An open railroad car of mass 2449 kg is coasting with an initial speed of 17 m/s on a frictionless, horizontal track. It is raining, and water begins to accumulate in the car. After some time, it is found that the speed of the car is only 10 m/s. How much water (in kilograms) has accumulated in the car?
2449*17=(2449+massrain)10
solve for mass of rain.
To determine the amount of water accumulated in the car, we need to use the principle of conservation of momentum.
The initial momentum of the system, consisting of the railroad car and the rainwater, is given by the mass of the car multiplied by its initial velocity:
Initial momentum = (mass of car) × (initial velocity of car)
The final momentum of the system is given by the mass of the car, including the accumulated water, multiplied by its final velocity:
Final momentum = (mass of car + mass of water) × (final velocity of car)

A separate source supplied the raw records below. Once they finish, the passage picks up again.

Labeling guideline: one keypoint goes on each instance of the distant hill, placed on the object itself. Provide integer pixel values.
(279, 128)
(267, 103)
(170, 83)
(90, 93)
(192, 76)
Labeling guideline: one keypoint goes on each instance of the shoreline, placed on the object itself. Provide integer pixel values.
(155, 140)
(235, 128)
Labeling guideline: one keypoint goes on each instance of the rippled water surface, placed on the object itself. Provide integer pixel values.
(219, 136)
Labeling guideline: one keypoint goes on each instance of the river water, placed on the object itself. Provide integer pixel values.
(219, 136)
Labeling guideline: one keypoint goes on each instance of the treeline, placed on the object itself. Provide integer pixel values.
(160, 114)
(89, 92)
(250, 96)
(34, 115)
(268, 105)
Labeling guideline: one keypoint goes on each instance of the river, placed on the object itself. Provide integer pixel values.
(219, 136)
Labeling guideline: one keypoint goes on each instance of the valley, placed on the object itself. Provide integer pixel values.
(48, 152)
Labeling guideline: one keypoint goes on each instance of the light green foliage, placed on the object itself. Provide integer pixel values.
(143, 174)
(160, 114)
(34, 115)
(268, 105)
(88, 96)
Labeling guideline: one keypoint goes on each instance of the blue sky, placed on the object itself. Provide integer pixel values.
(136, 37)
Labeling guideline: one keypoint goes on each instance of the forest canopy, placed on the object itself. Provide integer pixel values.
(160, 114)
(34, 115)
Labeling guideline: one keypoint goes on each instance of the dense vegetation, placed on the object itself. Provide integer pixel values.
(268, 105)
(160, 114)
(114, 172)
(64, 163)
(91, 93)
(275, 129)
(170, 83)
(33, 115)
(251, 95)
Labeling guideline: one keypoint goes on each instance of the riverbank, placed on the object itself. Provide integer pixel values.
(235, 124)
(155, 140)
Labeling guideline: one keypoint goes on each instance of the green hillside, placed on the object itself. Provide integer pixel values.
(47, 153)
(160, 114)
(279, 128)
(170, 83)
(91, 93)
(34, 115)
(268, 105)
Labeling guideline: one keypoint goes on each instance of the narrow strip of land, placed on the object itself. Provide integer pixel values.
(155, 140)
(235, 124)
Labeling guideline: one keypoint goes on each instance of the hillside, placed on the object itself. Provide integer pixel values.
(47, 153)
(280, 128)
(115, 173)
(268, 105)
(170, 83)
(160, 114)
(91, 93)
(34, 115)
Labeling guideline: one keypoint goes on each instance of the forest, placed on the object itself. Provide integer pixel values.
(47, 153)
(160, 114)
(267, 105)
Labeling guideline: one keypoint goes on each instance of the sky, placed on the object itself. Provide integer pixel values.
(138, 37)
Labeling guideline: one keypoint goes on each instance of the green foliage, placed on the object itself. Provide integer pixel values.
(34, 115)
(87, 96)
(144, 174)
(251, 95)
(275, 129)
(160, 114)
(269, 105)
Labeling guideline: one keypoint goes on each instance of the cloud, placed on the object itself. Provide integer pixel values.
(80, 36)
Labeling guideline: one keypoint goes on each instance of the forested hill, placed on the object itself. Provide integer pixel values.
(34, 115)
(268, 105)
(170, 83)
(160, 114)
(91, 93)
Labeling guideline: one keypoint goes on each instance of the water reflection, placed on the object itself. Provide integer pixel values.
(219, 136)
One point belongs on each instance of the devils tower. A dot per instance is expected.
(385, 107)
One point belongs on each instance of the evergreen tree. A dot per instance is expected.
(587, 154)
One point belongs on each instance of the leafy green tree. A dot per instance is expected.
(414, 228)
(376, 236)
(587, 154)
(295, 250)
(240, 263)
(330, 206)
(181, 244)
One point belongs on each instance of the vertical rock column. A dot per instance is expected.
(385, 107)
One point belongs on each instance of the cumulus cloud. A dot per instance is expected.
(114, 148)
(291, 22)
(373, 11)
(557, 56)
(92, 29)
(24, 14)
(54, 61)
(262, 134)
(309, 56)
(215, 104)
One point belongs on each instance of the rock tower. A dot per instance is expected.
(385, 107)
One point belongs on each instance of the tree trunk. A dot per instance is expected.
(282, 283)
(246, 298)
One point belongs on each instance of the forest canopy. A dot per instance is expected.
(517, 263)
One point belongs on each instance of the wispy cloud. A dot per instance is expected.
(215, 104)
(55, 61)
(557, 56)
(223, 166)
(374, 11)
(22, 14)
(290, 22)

According to the principle of conservation of momentum, the initial momentum of the system is equal to the final momentum of the system. Therefore, we can set up the equation:
(mass of car) × (initial velocity of car) = (mass of car + mass of water) × (final velocity of car)
Substituting the given values into the equation, we have:
2449 kg × 17 m/s = (2449 kg + mass of water) × 10 m/s
To solve for the mass of water, we can rearrange the equation:
mass of water = (2449 kg × 17 m/s - 2449 kg × 10 m/s) / 10 m/s
mass of water = (2449 kg × (17 m/s - 10 m/s)) / 10 m/s
mass of water = (2449 kg × 7 m/s) / 10 m/s
mass of water = 17143 kg·m/s / 10 m/s
mass of water = 1714.3 kg
Therefore, approximately 1714.3 kilograms of water has accumulated in the car.